Глава XIV
Когда мои первые десять дней в смирительной рубашке подошли к концу, доктор Джексон привел меня в чувство, надавив большим пальцем на мое глазное яблоко. Я открыл глаза и улыбнулся прямо в лицо начальнику тюрьмы Азертону.
– Слишком упрям, чтобы жить, и слишком подл, чтобы умереть, – сделал свое заключение тот.
– Десять дней истекли, начальник, – прошептал я.
– Сейчас мы тебя развяжем, – проворчал Азертон.
– Я не о том, – сказал я. – Вы видели: я улыбнулся. Вы помните, мы ведь как будто побились об заклад. Не спешите развязывать меня. Сначала отнесите табаку и курительной бумаги Моррелу и Оппенхеймеру. А чтобы вы не скаредничали, вот вам еще одна улыбка.
– Видали мы таких, как ты, Стэндинг, – изрек начальник тюрьмы. – Только ничего у тебя не выйдет. Если я не побью тебя в твоей игре, то ты побьешь все рекорды смирительной рубашки.
– Он их уже побил, – сказал доктор Джексон. – Где это видано, чтобы человек улыбался, пробыв в смирительной рубашке десять дней?
– Напускает на себя, – ответил начальник тюрьмы Азертон. – Развяжите его, Хэтчинс.
– К чему такая спешка? – спросил я (разумеется, шепотом, ибо жизнь едва теплилась во мне, и я должен был напрячь всю свою волю, собрать последние крохи сил, чтобы голос мой был услышан). – К чему такая спешка? Мне ведь не на вокзал, и я чувствую себя так удобно и уютно, что предпочел бы, чтобы меня не тревожили.
Но они все-таки развязали меня и словно груду костей вытряхнули из зловонной рубашки прямо на пол.

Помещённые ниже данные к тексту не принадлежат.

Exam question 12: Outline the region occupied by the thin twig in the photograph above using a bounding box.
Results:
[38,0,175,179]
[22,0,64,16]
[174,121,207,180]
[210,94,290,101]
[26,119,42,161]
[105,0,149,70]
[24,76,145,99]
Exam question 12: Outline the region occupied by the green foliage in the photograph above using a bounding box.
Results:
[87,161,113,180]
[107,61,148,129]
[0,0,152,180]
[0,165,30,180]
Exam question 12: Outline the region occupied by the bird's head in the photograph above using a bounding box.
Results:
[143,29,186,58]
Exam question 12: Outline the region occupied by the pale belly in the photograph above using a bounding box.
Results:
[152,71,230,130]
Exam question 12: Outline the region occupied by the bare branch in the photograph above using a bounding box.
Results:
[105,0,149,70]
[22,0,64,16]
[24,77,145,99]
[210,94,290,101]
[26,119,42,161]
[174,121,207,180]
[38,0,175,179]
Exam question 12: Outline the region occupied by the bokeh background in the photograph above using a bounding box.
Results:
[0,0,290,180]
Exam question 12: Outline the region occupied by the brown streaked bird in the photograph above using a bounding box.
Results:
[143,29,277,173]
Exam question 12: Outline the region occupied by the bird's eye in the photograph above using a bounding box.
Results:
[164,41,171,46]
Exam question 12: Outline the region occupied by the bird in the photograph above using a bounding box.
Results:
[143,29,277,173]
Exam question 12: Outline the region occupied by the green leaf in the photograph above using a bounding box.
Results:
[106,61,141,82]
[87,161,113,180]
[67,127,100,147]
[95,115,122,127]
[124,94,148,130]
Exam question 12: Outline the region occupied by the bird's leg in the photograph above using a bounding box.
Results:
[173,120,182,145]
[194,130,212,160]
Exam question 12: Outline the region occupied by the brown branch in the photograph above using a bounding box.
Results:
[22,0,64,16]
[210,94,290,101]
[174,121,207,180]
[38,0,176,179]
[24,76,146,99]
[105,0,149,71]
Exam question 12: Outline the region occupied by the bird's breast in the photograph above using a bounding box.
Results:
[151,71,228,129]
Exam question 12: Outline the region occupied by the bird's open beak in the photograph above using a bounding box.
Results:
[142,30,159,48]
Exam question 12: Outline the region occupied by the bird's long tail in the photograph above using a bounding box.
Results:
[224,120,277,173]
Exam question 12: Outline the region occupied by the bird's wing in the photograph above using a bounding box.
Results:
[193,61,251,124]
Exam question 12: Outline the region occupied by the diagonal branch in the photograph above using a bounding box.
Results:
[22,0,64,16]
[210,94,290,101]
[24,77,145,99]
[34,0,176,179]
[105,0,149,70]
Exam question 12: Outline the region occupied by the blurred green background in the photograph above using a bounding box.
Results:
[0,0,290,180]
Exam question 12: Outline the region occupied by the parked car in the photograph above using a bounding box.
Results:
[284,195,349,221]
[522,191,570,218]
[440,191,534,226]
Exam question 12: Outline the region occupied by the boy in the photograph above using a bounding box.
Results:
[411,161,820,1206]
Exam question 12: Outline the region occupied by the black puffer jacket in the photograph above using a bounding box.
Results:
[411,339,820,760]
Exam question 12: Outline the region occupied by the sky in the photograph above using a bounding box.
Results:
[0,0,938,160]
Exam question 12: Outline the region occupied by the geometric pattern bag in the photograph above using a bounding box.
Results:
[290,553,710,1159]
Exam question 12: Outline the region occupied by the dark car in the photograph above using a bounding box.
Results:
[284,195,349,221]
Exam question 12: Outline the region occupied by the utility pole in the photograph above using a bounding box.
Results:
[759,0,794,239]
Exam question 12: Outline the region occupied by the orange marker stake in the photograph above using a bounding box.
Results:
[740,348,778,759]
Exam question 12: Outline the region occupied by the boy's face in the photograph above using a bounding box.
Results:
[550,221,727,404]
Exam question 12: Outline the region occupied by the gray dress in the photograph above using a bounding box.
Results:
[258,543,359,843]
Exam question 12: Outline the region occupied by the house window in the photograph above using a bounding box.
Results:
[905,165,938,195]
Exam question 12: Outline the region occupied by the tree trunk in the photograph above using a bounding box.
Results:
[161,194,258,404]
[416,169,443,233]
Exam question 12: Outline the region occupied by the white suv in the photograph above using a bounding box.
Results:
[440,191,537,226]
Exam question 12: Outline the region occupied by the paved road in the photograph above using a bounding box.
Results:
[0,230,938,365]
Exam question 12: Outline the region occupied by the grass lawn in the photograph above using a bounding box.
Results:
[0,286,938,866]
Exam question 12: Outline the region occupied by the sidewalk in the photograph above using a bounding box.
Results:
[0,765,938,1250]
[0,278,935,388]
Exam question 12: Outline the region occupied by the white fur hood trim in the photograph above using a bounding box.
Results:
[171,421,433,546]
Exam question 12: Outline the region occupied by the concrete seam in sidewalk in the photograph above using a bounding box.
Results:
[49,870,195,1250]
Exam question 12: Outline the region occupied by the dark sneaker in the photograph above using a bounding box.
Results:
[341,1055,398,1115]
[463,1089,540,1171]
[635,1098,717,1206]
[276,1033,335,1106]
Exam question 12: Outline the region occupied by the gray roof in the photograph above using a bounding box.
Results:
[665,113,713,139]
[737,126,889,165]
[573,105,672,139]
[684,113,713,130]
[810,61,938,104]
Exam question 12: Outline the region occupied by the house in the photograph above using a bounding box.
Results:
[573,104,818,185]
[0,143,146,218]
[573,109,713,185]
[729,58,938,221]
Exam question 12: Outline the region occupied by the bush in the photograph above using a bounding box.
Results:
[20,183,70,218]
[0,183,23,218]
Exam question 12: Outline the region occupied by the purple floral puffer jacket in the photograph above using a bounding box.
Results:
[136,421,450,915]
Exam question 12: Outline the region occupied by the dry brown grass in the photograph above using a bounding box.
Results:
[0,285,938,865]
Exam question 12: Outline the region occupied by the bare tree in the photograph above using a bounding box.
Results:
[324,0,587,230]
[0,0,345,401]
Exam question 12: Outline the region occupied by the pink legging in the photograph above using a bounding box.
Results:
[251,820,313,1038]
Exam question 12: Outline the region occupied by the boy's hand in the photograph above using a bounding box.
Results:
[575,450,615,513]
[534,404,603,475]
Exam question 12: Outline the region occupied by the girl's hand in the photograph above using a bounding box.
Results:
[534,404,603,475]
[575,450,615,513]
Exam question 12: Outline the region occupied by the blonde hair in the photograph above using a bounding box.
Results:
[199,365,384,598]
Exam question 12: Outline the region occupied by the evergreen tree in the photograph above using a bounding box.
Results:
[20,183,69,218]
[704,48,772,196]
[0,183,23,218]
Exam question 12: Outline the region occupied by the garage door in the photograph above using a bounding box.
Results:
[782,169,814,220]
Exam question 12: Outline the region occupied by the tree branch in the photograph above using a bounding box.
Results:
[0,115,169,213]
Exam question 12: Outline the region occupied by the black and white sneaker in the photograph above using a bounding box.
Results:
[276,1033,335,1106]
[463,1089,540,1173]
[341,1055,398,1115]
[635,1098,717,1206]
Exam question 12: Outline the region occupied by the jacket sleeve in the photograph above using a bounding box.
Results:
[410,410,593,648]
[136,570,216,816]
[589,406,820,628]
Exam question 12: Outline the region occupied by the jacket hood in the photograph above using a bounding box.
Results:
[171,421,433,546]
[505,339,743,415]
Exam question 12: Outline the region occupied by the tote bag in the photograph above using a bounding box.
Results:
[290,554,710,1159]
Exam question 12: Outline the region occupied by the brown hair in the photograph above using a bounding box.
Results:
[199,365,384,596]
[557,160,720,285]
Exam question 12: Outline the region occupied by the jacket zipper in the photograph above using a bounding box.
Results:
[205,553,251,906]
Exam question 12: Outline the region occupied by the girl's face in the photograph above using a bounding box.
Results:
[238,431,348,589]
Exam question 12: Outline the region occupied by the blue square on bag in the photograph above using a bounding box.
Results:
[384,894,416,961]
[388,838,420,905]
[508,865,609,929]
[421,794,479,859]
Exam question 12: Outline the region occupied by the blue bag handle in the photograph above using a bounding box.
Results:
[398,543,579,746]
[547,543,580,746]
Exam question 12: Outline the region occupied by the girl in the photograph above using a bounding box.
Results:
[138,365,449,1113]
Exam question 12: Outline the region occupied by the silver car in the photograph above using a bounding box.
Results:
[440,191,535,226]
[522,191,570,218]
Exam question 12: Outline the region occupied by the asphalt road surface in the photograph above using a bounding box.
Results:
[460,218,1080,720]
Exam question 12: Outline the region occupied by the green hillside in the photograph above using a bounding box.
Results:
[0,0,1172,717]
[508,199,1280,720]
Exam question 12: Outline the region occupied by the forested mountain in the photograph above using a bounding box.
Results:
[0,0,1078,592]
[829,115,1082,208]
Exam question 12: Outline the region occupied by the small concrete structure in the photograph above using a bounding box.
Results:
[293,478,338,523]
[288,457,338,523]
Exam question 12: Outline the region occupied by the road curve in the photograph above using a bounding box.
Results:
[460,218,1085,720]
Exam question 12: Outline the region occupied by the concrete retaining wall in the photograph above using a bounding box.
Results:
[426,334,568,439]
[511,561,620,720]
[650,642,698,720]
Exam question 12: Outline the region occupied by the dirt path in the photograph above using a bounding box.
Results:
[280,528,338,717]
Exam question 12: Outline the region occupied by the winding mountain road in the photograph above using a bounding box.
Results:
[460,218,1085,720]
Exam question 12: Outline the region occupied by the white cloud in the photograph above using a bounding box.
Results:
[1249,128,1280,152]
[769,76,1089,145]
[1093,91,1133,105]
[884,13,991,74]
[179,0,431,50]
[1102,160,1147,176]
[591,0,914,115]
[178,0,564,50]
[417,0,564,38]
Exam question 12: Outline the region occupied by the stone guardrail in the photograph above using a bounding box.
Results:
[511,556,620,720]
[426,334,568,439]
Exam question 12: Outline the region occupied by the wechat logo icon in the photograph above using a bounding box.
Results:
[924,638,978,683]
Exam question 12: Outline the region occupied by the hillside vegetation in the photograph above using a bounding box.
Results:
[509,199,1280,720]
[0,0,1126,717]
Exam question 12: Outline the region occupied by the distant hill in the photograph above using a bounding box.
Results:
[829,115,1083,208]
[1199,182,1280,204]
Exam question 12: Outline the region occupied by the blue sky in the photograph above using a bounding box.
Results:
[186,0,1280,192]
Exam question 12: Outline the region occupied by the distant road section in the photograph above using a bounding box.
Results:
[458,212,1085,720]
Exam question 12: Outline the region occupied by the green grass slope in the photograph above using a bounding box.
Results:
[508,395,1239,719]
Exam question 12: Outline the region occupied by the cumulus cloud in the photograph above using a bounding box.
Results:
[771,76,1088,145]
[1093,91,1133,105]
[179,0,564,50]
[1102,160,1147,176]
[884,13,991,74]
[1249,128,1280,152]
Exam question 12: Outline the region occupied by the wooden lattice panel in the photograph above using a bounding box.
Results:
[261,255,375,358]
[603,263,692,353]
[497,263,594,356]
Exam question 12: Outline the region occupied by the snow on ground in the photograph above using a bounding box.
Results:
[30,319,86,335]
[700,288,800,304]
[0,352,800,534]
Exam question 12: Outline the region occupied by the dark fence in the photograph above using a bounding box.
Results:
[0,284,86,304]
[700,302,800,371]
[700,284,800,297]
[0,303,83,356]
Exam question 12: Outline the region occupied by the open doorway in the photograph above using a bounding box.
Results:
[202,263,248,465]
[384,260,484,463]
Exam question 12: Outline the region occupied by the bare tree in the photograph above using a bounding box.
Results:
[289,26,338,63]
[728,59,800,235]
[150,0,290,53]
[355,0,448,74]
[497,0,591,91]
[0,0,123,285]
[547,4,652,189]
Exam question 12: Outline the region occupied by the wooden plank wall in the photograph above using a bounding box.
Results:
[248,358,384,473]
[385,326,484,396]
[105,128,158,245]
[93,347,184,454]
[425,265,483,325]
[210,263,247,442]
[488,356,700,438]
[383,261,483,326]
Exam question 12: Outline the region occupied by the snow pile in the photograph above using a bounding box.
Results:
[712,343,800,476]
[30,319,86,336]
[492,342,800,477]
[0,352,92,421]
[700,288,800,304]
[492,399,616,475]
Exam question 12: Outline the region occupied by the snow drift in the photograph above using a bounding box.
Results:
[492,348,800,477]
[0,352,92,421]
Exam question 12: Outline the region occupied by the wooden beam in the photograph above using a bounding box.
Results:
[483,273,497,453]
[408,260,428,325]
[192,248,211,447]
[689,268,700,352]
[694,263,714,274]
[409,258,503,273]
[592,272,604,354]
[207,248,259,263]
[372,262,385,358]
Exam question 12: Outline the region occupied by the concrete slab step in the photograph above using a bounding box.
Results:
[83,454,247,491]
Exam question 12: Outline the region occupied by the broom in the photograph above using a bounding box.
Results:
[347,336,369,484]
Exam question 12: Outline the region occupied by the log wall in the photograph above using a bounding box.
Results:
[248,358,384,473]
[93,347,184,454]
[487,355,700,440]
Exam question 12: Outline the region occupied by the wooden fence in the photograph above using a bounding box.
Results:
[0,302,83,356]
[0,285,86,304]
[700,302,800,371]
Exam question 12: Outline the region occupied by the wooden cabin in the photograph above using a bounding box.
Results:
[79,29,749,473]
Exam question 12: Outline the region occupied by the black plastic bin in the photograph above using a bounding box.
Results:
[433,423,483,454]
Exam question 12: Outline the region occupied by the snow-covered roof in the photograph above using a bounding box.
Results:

– Неудивительно, что ему было так удобно, – сказал капитан Джеми. – Он же ничего не чувствует. Он парализован.
– Бабушка твоя парализована! – крикнул начальник тюрьмы. – Поставьте его на ноги – увидите, как он парализован.
Хэтчинс и доктор схватили меня и поставили на ноги.
– Отпустите его! – приказал начальник тюрьмы.
Жизнь не сразу возвращается в тело, которое практически было мертвым на протяжении десяти дней, и потому я был еще лишен власти над своими мышцами: колени мои подогнулись, я покачнулся вбок, рухнул на пол и рассек кожу на лбу о стену.
– Вот видите, – сказал капитан Джеми.
– Недурно представляется, – возразил начальник тюрьмы. – Этот тип способен на что угодно.
– Вы правы, начальник, – прошептал я, лежа на полу, – я нарочно. Это был трюк. Я могу его повторить. Поднимите-ка меня еще разок, и я постараюсь хорошенько посмешить вас.
Я не буду описывать муки, которые испытываешь, когда начинает восстанавливаться кровообращение. Мне пришлось испытать их не раз и не два. Эти муки избороздили мое лицо морщинами, которые я унесу с собой на виселицу.
Мои мучители наконец покинули меня, и остаток дня я пролежал в тупом оцепенении и словно в дурмане. Существует утрата чувствительности, порожденная болью, болью слишком изощренной, чтобы ее можно было выдержать. Мне было дано испытать такую потерю чувствительности.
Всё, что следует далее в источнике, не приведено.